Assessment of IMERG v06 Satellite Precipitation Products in the Canadian Great Lakes Region

Abstract

Abstract The Integrated Multi-satellitE Retrievals for Global Precipitation Measurement (GPM; IMERG) is a high-resolution gridded precipitation dataset widely used around the world. This study assessed the performance of the half-hourly IMERG v06 Early and Final Runs over a 5-yr period versus 19 high-quality surface stations in the Great Lakes region of North America. This assessment not only looked at precipitation occurrence and amount, but also studied the IMERG Quality Index (QI) and errors related to passive microwave (PMW) sources. Analysis of bias in accumulated precipitation amount and precipitation occurrence statistics suggests that IMERG presents various uncertainties with respect to time scale, meteorological season, PMW source, QI, and land surface type.

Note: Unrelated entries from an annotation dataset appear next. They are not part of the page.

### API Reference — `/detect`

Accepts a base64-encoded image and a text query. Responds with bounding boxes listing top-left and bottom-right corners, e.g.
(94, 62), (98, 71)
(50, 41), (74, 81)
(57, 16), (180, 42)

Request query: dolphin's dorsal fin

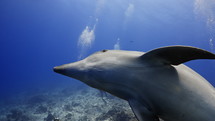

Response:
(140, 46), (215, 65)
(128, 99), (159, 121)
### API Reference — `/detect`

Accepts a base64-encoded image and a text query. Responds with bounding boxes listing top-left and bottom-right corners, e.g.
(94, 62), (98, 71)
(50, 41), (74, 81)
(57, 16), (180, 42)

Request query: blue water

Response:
(0, 0), (215, 105)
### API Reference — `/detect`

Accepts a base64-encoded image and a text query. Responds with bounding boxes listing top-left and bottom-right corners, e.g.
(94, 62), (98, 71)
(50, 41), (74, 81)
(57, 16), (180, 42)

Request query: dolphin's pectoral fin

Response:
(140, 46), (215, 65)
(128, 100), (159, 121)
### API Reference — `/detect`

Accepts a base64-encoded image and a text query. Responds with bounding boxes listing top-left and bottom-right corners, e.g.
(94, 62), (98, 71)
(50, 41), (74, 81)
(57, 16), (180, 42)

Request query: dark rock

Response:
(44, 113), (55, 121)
(63, 104), (73, 111)
(27, 95), (47, 105)
(35, 106), (48, 114)
(96, 108), (135, 121)
(65, 113), (73, 121)
(6, 109), (30, 121)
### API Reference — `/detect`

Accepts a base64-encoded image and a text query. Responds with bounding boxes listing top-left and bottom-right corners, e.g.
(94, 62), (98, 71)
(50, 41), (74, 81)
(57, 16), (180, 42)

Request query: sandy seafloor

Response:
(0, 84), (137, 121)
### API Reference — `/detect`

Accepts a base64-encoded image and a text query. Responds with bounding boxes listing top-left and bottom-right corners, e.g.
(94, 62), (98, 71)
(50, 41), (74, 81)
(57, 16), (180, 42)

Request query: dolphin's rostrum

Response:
(54, 46), (215, 121)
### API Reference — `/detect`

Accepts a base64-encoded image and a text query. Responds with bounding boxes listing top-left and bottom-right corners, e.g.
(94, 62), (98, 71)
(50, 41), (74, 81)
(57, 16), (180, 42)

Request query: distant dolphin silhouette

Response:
(54, 46), (215, 121)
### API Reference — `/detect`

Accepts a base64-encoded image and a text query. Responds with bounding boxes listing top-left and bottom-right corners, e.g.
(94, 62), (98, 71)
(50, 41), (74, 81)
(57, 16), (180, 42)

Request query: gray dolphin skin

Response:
(54, 46), (215, 121)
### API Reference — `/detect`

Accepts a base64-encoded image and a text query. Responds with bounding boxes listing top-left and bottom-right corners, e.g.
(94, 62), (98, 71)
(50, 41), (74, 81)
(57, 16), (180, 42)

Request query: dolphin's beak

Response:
(53, 66), (64, 74)
(53, 65), (68, 75)
(53, 62), (86, 80)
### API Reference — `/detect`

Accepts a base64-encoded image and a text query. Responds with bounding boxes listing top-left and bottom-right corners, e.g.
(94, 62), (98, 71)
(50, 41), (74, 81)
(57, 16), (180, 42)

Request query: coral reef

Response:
(0, 85), (137, 121)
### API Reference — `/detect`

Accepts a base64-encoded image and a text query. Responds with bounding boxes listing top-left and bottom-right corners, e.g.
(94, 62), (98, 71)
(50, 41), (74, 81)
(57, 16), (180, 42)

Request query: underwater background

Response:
(0, 0), (215, 121)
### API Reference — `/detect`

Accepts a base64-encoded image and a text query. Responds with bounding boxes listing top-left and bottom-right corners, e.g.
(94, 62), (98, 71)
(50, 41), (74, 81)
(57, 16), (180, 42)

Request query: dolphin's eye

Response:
(102, 50), (108, 52)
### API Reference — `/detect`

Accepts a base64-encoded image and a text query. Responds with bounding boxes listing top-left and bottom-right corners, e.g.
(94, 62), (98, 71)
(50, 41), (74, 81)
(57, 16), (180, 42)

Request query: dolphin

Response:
(54, 46), (215, 121)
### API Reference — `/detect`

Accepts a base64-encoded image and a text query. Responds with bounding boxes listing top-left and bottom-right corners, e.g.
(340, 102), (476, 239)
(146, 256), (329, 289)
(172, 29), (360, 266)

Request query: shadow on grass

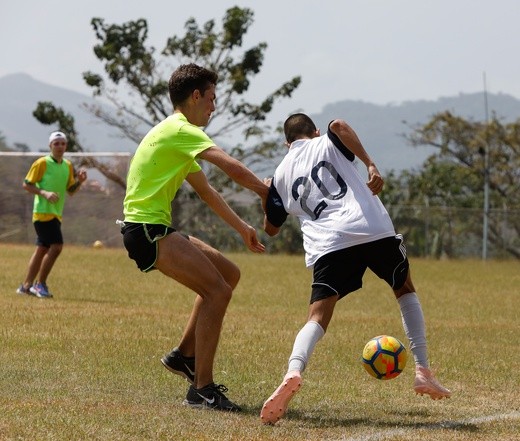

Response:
(242, 406), (479, 433)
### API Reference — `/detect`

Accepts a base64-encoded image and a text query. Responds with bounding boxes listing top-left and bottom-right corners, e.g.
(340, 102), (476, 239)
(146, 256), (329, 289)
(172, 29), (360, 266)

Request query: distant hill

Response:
(0, 74), (136, 152)
(0, 74), (520, 171)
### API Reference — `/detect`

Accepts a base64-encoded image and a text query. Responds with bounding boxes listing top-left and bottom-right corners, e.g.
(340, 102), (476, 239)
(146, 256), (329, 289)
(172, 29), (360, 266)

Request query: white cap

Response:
(49, 132), (67, 144)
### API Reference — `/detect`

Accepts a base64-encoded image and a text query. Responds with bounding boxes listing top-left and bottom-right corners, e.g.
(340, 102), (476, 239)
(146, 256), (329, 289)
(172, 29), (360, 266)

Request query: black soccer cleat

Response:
(182, 383), (242, 412)
(161, 348), (195, 384)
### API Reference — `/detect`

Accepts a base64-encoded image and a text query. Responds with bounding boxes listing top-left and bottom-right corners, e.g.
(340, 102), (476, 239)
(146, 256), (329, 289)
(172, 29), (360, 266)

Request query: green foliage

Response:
(382, 112), (520, 259)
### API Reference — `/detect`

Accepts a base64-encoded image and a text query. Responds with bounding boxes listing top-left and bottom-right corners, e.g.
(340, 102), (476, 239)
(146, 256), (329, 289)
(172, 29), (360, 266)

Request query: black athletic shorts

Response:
(121, 222), (175, 273)
(34, 217), (63, 248)
(311, 234), (410, 303)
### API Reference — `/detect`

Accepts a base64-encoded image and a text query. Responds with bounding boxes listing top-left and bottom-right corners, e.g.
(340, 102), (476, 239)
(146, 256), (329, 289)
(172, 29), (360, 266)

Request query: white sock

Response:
(287, 321), (325, 372)
(397, 292), (429, 368)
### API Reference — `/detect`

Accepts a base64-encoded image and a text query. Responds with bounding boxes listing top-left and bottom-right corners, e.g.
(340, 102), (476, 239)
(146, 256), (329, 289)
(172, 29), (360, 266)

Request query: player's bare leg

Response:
(156, 233), (232, 388)
(394, 271), (451, 400)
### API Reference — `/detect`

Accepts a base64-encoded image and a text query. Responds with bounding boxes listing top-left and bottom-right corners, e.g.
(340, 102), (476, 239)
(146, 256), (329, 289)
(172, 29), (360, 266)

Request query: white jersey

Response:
(266, 127), (395, 267)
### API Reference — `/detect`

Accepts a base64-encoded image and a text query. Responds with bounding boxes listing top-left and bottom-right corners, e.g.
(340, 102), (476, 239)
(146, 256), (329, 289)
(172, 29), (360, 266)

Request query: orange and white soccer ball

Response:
(362, 335), (408, 380)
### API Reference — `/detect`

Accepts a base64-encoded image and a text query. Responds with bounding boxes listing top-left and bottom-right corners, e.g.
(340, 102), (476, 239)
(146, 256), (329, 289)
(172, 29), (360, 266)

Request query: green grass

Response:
(0, 245), (520, 441)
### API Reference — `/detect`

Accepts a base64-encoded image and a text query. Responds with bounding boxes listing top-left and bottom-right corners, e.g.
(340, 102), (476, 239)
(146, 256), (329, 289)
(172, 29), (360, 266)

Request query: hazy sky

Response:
(0, 0), (520, 120)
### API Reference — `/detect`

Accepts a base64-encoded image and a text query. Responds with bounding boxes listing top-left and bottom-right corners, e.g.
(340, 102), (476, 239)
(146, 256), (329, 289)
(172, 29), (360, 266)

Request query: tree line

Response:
(0, 6), (520, 259)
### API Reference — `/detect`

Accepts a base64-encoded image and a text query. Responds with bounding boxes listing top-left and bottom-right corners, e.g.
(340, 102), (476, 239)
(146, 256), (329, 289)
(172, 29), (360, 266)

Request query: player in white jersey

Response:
(260, 113), (451, 424)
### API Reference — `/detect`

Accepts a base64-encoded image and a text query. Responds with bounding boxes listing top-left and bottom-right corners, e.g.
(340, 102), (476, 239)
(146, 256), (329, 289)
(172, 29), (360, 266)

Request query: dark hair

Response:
(168, 63), (218, 108)
(283, 113), (317, 144)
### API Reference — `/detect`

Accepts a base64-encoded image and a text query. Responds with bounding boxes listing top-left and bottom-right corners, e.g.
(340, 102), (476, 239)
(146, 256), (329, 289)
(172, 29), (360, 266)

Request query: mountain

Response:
(0, 74), (136, 152)
(0, 74), (520, 172)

Results indicate that 1) the cold season’s (November–April) larger relative bias can be mitigated via backward morphing; 2) IMERG 6-h precipitation amount scored best in the warmest season (JJA) with a consistent overestimation of the frequency bias index − 1 (FBI-1); 3) the performance of five PMW sources is affected by the season to different degrees; 4) in terms of some metrics, skills do not always enhance with increasing QI; 5) local lake effects lead to higher correlation and equitable threat score (ETS) for the stations closest to the lakes. Results of this study will be beneficial to both developers and users of IMERG precipitation products. Significance Statement The purpose of the study was to assess the performance of the gridded precipitation product from the Integrated Multi-satellitE Retrievals for Global Precipitation Measurement (IMERG) version 6 over the Great Lakes region of North America. The assessment performs a statistical comparison of precipitation amounts from IMERG versus surface stations as a function of time scale, season, precipitation event threshold, and input source among satellites. Interpretation of the results identifies shortcomings in the IMERG algorithms, particularly in extreme precipitation events and over ice-covered surfaces. The results also describe spatial variability in the IMERG data quality due to the complex geography of the study area and offer a clear threshold in the Quality Index (QI) flag for optimal application of the precipitation products.